True and Fair Report shows we need more chief executives and trustees to defend charities, says top auditor

27 Jan 2016 News

A top sector auditor is asking charity leaders to unite in a more proactive response to press criticism, after drawing a positive reaction to his critique of a flawed Daily Telegraph front page article attacking charities.

A top sector auditor is asking charity leaders to unite in a more proactive response to press criticism, after drawing a positive reaction to his critique of a flawed Daily Telegraph front page article attacking charities.

In December Pesh Framjee, head of not-for-profit at auditors Crowe Clark Whitehill, published a response to A Hornet’s Nest, a report by the True and Fair Foundation, after identifying major flaws in its methodology.

The report, which claimed charities were not spending enough on their charitable purposes, was featured on the front of the newspaper but was widely criticised in the voluntary sector for presenting a simplistic view of charity spending.

Framjee revealed to Civil Society News that more than 8,000 people downloaded and read his response, and that the newspaper itself had published a codicil to its article linking to it.

But he said he believed more people in the sector must be proactively involved in such responses, and he is asking chief executives to work together to do so.

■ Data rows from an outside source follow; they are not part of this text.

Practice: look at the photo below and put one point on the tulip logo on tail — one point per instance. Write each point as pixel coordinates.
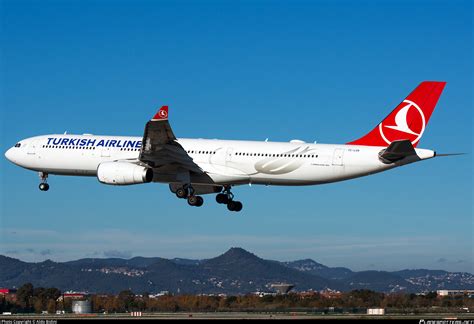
(163, 114)
(409, 120)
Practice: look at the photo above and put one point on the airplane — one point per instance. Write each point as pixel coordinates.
(194, 167)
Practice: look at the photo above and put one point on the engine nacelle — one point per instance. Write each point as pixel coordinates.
(123, 173)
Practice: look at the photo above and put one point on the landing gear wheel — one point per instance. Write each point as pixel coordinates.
(234, 206)
(200, 201)
(222, 199)
(238, 206)
(182, 193)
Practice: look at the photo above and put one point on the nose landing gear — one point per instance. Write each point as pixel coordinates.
(187, 192)
(44, 186)
(227, 198)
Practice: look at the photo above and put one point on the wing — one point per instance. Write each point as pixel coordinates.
(160, 148)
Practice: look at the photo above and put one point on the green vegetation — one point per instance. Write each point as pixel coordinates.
(30, 299)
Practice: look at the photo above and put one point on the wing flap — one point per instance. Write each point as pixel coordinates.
(396, 151)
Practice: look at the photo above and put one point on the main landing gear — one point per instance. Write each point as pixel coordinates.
(44, 186)
(227, 197)
(187, 192)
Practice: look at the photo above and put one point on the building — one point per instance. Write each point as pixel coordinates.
(8, 294)
(375, 311)
(81, 307)
(72, 295)
(282, 288)
(453, 292)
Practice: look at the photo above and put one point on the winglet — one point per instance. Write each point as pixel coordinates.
(162, 114)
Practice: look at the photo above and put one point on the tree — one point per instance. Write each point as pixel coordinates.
(24, 295)
(125, 300)
(51, 308)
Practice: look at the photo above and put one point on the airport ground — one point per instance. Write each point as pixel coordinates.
(22, 318)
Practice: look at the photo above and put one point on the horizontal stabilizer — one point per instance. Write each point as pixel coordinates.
(397, 150)
(450, 154)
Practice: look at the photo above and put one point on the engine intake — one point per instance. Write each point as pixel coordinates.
(123, 173)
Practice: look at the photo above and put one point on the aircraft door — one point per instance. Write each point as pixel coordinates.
(338, 157)
(229, 153)
(105, 152)
(32, 147)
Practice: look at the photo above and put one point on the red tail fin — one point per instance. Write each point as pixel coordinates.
(408, 120)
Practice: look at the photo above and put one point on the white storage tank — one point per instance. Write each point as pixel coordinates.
(81, 307)
(376, 311)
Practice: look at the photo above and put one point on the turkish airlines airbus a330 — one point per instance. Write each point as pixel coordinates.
(193, 167)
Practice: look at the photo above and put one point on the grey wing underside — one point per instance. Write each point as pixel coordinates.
(161, 151)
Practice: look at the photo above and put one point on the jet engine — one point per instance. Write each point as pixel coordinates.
(123, 173)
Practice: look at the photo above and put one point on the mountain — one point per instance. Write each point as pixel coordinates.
(237, 271)
(313, 267)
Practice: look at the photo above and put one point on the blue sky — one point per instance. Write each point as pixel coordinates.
(313, 70)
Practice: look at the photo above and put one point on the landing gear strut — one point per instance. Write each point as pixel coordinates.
(187, 192)
(227, 197)
(44, 186)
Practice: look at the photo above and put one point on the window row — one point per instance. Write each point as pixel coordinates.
(258, 154)
(278, 155)
(70, 147)
(200, 152)
(129, 149)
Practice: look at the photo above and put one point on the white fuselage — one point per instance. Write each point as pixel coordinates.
(224, 162)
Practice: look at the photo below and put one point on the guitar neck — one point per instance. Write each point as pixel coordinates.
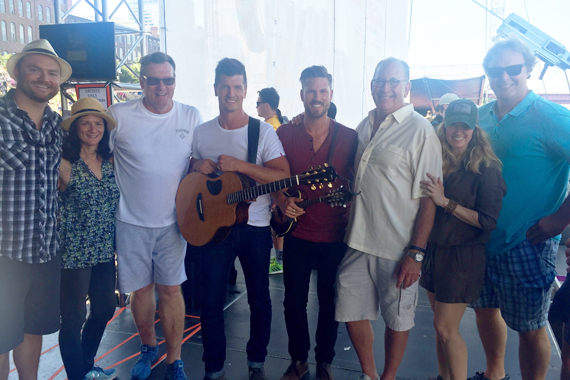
(256, 191)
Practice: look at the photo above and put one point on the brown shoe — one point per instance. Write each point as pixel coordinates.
(324, 371)
(296, 370)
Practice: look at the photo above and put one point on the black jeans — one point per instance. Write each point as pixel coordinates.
(252, 245)
(78, 349)
(298, 258)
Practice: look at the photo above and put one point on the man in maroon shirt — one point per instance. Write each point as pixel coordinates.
(319, 233)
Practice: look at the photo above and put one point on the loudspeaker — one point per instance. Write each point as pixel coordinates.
(88, 47)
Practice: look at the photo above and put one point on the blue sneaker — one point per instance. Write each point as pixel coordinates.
(98, 373)
(141, 369)
(175, 371)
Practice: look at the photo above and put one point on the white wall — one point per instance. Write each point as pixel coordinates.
(276, 40)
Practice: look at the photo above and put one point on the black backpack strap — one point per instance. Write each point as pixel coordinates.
(333, 143)
(252, 139)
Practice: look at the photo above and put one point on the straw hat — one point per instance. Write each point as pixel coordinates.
(39, 47)
(86, 107)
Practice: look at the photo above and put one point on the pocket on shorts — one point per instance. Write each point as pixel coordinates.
(536, 265)
(408, 301)
(14, 155)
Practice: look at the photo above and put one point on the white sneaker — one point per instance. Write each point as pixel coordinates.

“The Daily Telegraph itself linked to my critique and made some small amendments to their article,” he said. “It didn’t take much work to do.

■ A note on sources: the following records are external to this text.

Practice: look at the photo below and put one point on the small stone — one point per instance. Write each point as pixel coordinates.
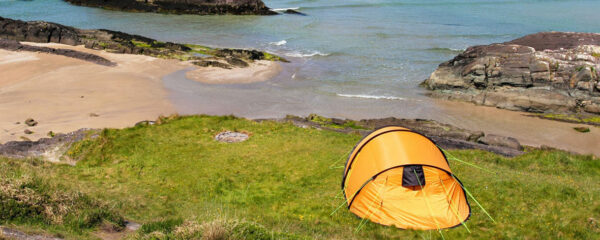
(132, 226)
(231, 137)
(582, 129)
(30, 122)
(539, 66)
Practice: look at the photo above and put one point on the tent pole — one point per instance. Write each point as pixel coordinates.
(429, 206)
(455, 210)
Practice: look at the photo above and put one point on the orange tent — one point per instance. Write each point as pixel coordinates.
(397, 177)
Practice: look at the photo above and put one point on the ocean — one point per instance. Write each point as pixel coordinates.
(349, 58)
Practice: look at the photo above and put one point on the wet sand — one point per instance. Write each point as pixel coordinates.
(528, 130)
(258, 71)
(65, 94)
(282, 96)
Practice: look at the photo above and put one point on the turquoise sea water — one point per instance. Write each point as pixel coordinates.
(350, 58)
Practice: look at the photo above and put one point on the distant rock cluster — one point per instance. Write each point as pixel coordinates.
(549, 72)
(120, 42)
(201, 7)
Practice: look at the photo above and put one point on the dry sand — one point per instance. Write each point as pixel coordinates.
(65, 94)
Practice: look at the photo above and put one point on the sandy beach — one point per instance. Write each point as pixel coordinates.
(65, 94)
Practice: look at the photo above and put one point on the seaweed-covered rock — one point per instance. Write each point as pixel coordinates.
(549, 72)
(202, 7)
(120, 42)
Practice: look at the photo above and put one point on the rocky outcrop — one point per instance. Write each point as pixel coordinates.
(550, 72)
(444, 135)
(119, 42)
(202, 7)
(14, 45)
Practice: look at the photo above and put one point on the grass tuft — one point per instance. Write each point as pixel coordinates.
(280, 182)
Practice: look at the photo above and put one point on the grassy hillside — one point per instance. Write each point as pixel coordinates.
(284, 182)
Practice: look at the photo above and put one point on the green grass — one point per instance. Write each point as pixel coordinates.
(286, 179)
(141, 44)
(31, 202)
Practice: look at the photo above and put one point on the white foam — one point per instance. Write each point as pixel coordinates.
(303, 55)
(280, 43)
(370, 96)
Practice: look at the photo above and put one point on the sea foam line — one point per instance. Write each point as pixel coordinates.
(280, 43)
(370, 96)
(301, 55)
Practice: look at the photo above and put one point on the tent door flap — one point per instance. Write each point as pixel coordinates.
(413, 176)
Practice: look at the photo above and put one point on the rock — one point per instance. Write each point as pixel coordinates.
(209, 63)
(495, 140)
(292, 11)
(539, 66)
(444, 135)
(132, 226)
(582, 129)
(145, 123)
(582, 75)
(116, 42)
(557, 40)
(30, 122)
(592, 108)
(44, 148)
(201, 7)
(237, 62)
(231, 137)
(547, 72)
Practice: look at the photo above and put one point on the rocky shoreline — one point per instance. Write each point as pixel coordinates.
(548, 72)
(13, 45)
(119, 42)
(200, 7)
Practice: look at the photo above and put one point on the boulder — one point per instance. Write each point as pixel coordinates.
(550, 72)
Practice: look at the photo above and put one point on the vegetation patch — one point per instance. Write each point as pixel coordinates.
(28, 199)
(286, 179)
(176, 229)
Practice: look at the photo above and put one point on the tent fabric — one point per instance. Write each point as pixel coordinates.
(375, 182)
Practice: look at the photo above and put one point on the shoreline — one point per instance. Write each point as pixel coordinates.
(134, 91)
(64, 94)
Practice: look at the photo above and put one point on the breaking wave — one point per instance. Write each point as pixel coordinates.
(280, 43)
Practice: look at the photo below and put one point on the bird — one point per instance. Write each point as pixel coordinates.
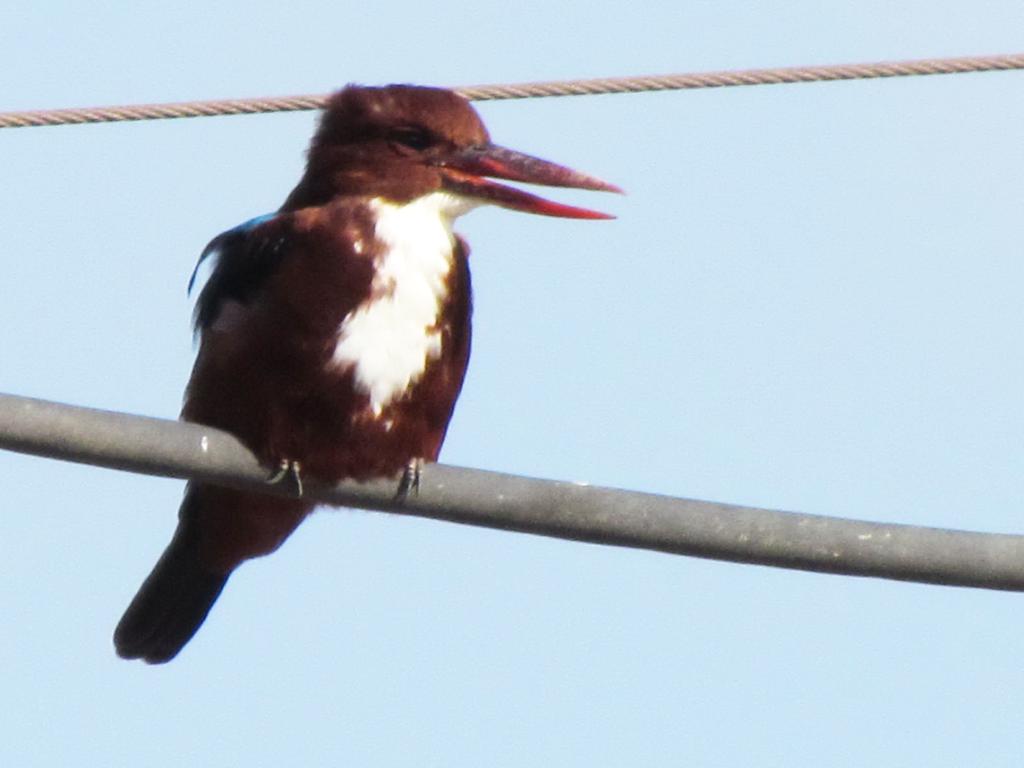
(334, 334)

“The damage had been done by that point, though. We need people to speak up more in charities' defence.”

Framjee said he believed that charities “must guard the reputation of the sector as jealously as they guard their own reputation”.

He said he believed it was not enough for charities to react to criticism, and said the sector must be much more effective at driving the agenda.

“Charities and their trustees must be much more up front about this,” he said. “They must be much more effective at rebutting criticism of them in the press.

“This is particularly important for charities because the sector is seen by the public as a homogenous entity. If there is a report about bad practice at Oxfam it would harm Save the Children, and vice versa.”